Once both sets of plants reached maturity, I executed simultaneous harvesting, followed by uniform drying and curing procedures. Subsequently, I weighed the harvested buds from each room. Surprisingly, the total yield from the Advanced Nutrients room exceeded that of the General Hydroponics room by a notable 15 percent. Even more intriguing was the fact that the Advanced Nutrients buds exhibited a higher level of stickiness and possessed a richer taste and aroma. Upon successfully replicating these outcomes in a second grow cycle comparison, I made the decisive choice to bid farewell to General Hydroponics and transition exclusively to Advanced Nutrients.
It’s crucial to emphasize that complications could have arisen if I had employed multiple nutrient products from each brand, introduced intricate topping techniques to alter bud profiles, maintained inconsistent environmental factors or grow lights between the rooms, or neglected to diligently control the pH levels. In such cases, the controlled experiment would have veered into uncontrolled territory, rendering the results unreliable and inconclusive.

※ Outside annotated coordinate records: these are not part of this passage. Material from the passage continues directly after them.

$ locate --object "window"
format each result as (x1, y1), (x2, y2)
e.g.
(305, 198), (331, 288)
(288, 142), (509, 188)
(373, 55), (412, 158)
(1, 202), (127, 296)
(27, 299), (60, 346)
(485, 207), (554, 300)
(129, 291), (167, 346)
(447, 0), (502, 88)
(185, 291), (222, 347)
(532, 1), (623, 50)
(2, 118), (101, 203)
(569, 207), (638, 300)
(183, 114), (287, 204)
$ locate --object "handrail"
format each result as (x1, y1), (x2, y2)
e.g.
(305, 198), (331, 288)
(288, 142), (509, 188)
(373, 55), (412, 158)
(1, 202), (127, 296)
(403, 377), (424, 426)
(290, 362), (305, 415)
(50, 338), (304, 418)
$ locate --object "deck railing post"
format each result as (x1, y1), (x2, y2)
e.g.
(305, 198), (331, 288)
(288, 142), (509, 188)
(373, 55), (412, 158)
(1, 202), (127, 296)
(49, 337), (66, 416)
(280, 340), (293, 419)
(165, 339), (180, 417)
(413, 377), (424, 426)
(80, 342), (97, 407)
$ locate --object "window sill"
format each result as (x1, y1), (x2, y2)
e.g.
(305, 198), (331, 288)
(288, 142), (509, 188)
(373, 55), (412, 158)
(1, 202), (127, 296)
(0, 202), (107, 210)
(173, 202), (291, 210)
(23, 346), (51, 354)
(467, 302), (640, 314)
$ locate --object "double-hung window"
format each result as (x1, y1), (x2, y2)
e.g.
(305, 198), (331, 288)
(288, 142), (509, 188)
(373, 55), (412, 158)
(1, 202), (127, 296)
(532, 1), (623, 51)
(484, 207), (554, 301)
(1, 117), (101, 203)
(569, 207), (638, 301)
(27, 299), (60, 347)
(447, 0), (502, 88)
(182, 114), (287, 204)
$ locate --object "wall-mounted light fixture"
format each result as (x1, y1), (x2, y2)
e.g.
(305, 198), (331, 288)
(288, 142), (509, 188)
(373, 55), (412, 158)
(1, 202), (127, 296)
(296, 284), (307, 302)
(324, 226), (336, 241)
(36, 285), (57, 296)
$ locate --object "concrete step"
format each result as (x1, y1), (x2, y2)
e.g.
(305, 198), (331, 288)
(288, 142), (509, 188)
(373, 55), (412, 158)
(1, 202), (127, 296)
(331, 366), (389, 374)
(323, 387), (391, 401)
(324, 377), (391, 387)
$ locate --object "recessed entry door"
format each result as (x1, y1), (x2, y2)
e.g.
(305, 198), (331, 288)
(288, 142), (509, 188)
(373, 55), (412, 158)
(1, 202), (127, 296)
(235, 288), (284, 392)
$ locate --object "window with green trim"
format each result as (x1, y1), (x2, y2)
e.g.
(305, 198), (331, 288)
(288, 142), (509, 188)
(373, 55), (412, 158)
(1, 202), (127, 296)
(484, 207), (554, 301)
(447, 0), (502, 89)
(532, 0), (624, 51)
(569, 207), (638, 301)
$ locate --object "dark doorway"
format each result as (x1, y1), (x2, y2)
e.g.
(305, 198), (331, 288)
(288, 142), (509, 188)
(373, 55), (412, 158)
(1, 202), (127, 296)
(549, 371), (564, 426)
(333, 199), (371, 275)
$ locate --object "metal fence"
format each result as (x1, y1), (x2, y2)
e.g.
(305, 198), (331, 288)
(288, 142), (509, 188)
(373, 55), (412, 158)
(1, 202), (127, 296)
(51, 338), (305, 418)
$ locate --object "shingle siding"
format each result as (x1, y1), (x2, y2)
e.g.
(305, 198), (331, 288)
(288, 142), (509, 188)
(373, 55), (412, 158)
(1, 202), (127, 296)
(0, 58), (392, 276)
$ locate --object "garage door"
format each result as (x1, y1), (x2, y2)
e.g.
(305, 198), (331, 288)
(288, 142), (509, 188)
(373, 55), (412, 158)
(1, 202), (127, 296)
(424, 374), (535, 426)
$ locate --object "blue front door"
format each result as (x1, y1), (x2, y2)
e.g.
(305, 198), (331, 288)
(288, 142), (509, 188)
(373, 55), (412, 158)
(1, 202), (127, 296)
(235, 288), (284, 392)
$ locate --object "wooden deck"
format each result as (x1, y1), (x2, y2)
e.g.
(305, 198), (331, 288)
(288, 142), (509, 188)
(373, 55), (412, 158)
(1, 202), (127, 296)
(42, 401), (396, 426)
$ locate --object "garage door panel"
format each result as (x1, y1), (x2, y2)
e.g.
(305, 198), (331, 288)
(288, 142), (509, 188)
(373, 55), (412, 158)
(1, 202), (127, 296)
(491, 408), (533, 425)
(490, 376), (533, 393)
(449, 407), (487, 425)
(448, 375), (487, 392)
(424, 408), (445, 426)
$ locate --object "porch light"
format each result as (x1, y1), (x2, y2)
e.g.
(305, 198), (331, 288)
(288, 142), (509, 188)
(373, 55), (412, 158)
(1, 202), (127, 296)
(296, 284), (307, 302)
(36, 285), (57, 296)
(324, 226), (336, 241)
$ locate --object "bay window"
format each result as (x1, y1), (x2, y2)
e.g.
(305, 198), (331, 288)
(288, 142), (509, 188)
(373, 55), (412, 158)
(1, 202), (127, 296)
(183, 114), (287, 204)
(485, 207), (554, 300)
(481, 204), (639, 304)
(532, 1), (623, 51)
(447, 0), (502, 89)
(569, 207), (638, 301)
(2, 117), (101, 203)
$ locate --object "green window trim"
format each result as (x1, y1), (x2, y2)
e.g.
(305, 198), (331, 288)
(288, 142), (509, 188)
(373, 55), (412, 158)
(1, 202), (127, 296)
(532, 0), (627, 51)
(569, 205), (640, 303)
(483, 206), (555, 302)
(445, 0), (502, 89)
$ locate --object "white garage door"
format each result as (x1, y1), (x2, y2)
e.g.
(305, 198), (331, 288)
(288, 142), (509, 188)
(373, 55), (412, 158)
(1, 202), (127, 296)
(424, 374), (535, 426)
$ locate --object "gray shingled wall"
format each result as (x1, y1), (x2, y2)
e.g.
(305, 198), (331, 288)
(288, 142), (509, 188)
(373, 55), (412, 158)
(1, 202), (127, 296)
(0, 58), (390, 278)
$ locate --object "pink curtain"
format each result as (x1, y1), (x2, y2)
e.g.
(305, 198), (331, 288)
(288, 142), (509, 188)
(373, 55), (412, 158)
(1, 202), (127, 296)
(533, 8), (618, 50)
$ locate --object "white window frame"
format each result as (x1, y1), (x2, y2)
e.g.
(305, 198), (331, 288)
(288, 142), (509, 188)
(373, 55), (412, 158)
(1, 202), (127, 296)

In conclusion, let’s quickly recap some key takeaways regarding controlled experiments:
- Maintain consistent cannabis growing conditions, changing only the variable under examination.
- Utilize identical clones derived from a common mother plant when assessing plant performance.
- Avoid testing multiple variables concurrently.
Controlled experiments stand as an essential asset for cannabis growers. Armed with the knowledge of how to effectively implement them, you hold the power to address challenges in cannabis cultivation, identify optimal equipment and cultivation approaches, and conduct comparisons that yield conclusive responses to critical questions in your cultivation journey.